After a difficult Monaco GP, James Allison admitted that the team must understand why it has always been a challenge to perform well around the principality.
Mercedes did not enjoy the weekend in Monaco, especially because Max Verstappen and Red Bull stole the lead of the drivers and constructors’ championship from them.
Lewis Hamilton only managed to finish seventh, taking the additional point for the fastest lap, while Valtteri Bottas was forced to retire due to a problem during the pit stop.
In the last five years, Mercedes only won once in Monte Carlo, in 2019, with Lewis Hamilton keeping Verstappen at bay for a great part of the race.
“I think if you are a proper anorak and if you look at our team’s performance at this track over the last several seasons, you would see that in years where we have won championships at some ease, we have nevertheless struggled here,” explained Allison, Mercedes’ technical director.
“Although we have generally been on a path that has delivered a car that is a broad-sworded weapon that you can attack most tracks with, this has been an Achilles’ heel.
“Ironically, [for] a car which one of its best weapons has been the usage of its tires at circuit after circuit after circuit, this particular track, we always struggled a bit with that.

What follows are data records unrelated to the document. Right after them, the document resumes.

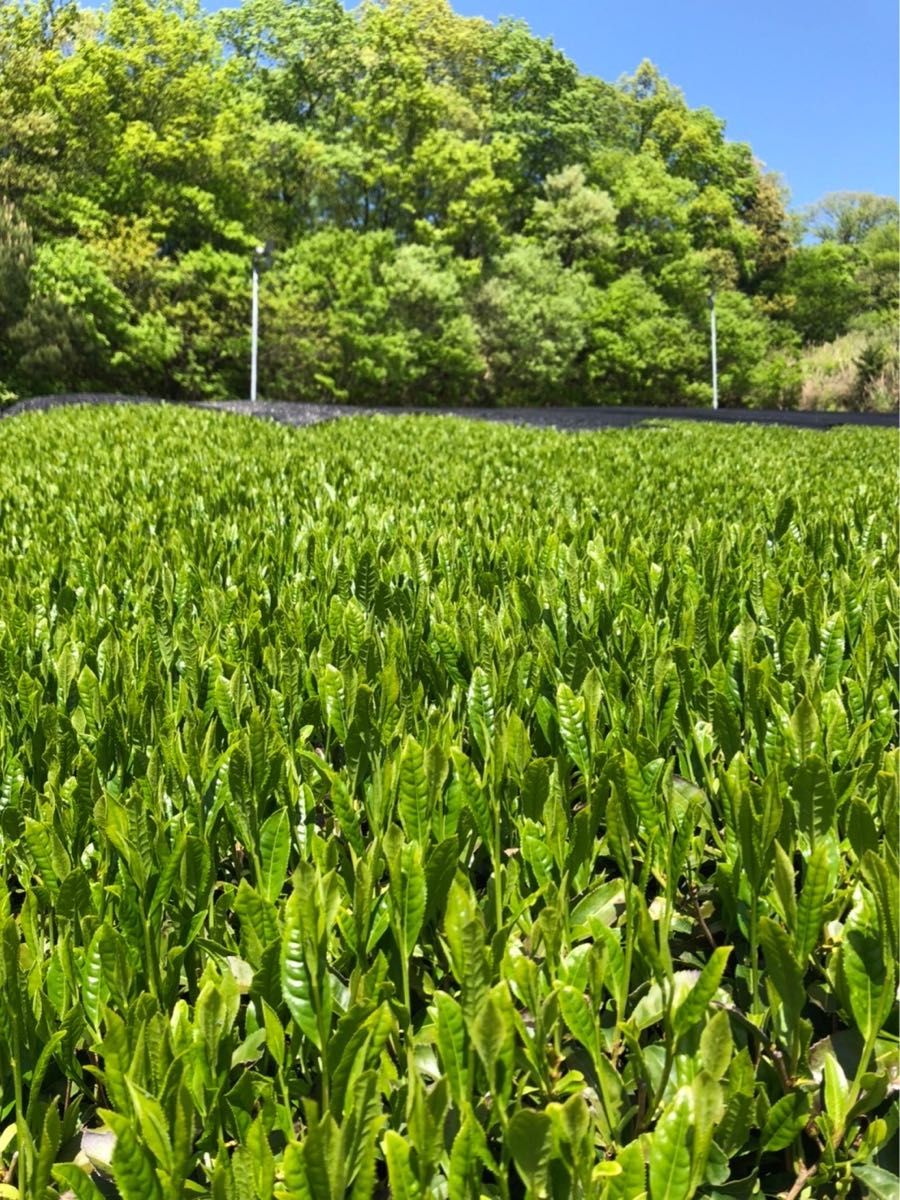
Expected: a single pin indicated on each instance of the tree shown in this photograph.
(641, 349)
(825, 291)
(574, 220)
(849, 217)
(351, 316)
(532, 315)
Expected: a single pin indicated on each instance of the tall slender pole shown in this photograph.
(712, 339)
(255, 333)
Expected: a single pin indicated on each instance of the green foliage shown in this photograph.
(455, 810)
(531, 316)
(457, 215)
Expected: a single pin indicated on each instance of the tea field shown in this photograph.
(412, 808)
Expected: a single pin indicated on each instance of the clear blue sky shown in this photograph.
(810, 84)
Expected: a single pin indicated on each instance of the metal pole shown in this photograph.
(255, 331)
(712, 339)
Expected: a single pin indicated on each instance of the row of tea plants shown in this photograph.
(413, 808)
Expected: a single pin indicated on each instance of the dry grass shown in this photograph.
(835, 376)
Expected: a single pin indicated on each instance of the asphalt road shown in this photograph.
(575, 418)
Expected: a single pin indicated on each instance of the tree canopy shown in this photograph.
(457, 215)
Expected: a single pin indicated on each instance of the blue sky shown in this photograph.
(810, 84)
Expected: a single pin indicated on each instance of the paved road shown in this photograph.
(593, 418)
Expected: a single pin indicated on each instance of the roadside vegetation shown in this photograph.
(456, 215)
(420, 808)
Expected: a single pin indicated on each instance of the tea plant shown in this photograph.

“We are normally all out of ideas with a tire that has died a little sooner than our competitors and it is understanding that which we have failed to do for several seasons.
“We need to figure out from first principles what are we getting wrong at this track, and what are we doing year on year, that is just not right for here.”
Hamilton believes that the long-wheelbase design chosen by Mercedes does not help the team around this specific venue.
“This has never generally been a strong track for us,” Hamilton said.
“We have the longest car, the longer the car means it is like a bus to turn through corners, so it is not as nimble as the others on a small track like this but it is great elsewhere.”
Toto Wolff added the team’s goal is to build a car that is competitive at every single track, but around some circuits, the machinery might be less competitive.
“We had outliers, such as 2019 I believe, in terms of pace, but it is similar to the kind of events we had in Singapore in the past,” Wolff said.
“It’s somehow ingrained in the DNA when our car goes well or not, and the answers are not always easy to find. It seems to be like an inherent DNA in the car.
“But in our case, we know where we need to optimize the car, how we need to get the tires in a better window. And you’re building a car for 23 races, and there will be outliers in both directions where you will underperform.
“Monaco is an outlier where you need a different car to, let’s say, the average tracks.”